The sunk cost of the dowry becomes a trap with a second direction of force. The bride’s family, having transferred substantial wealth to make this marriage happen, has their own financial and reputational reasons not to help her leave.113114 Admitting the marriage has failed means admitting the investment has failed, potentially losing the access and social position the transferred wealth created, publicly acknowledging a failed arrangement, and in families with unmarried daughters, damaging those sisters’ own marriage prospects.115116117 The people the woman might have turned to have been financially and reputationally conscripted into keeping her in place.

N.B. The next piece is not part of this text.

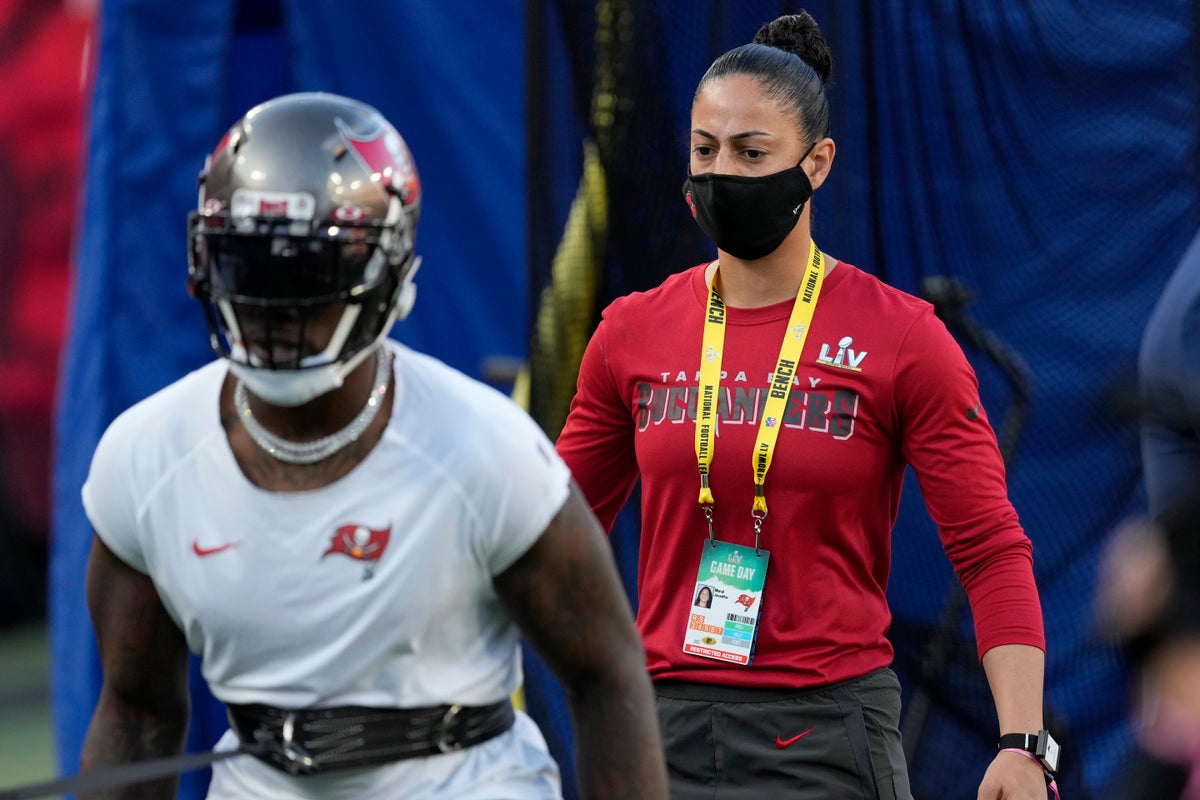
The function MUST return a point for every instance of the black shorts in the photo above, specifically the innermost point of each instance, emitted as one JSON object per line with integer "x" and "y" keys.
{"x": 839, "y": 741}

This is the structure that enables dowry harassment, including demands for additional transfers after the marriage, backed by the implicit threat that refusal will be punished through the woman.118 The demands follow a precise economic logic. The groom’s household has identified that the woman cannot leave and that her natal family cannot afford to let her.119 They extract accordingly.120 The bride’s family faces a choice between paying more and conceding total loss.121122 At the extreme end of this chain of constrained choices are the deaths the National Crime Records Bureau records annually.123124
Markets are often described as self-correcting: if a transaction is unfair, one party walks away, and competition disciplines the other into offering better terms. This is how the exit option is supposed to work. And in markets where exit is genuinely available, it does work, imperfectly but directionally.

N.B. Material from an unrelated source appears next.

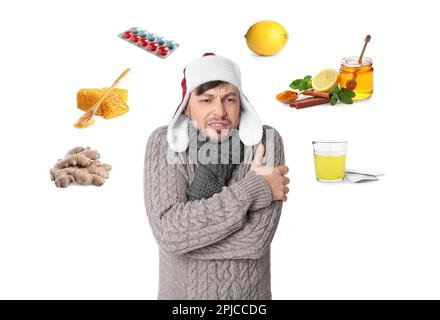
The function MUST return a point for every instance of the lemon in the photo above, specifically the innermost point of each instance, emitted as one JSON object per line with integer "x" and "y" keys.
{"x": 266, "y": 38}
{"x": 325, "y": 79}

But captive supply markets do not self-correct, and the reason is the externality. The cost of the arrangement falls on the worker, not on the household extracting the labour. The household captures the benefit without paying the true cost. There is no transaction between the person who captures the benefit and the person who pays the cost. There is no price signal connecting them. The market cannot correct what it cannot see. And what it cannot see is everything absorbed by the person who cannot leave.

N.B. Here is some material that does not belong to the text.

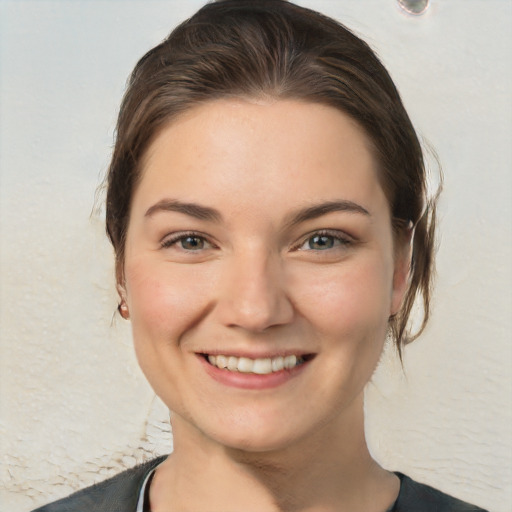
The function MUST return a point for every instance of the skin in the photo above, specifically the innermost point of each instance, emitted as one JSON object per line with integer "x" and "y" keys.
{"x": 252, "y": 282}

None of this means every household, or even most households, consciously behave this way, nor that affection and mutuality are absent from intimate life. The claim is narrower: where exit is materially difficult, bargaining power shifts accordingly, and social systems organised around constrained exit will tend to undervalue the labour of the less mobile party even when the individuals involved experience genuine attachment to one another.
That is why captive supply markets persist. And it is why we keep hearing about dowry deaths, followed by inconsolable natal families demanding justice for daughters they had earlier urged to “adjust” to the very conditions that eventually led to their deaths.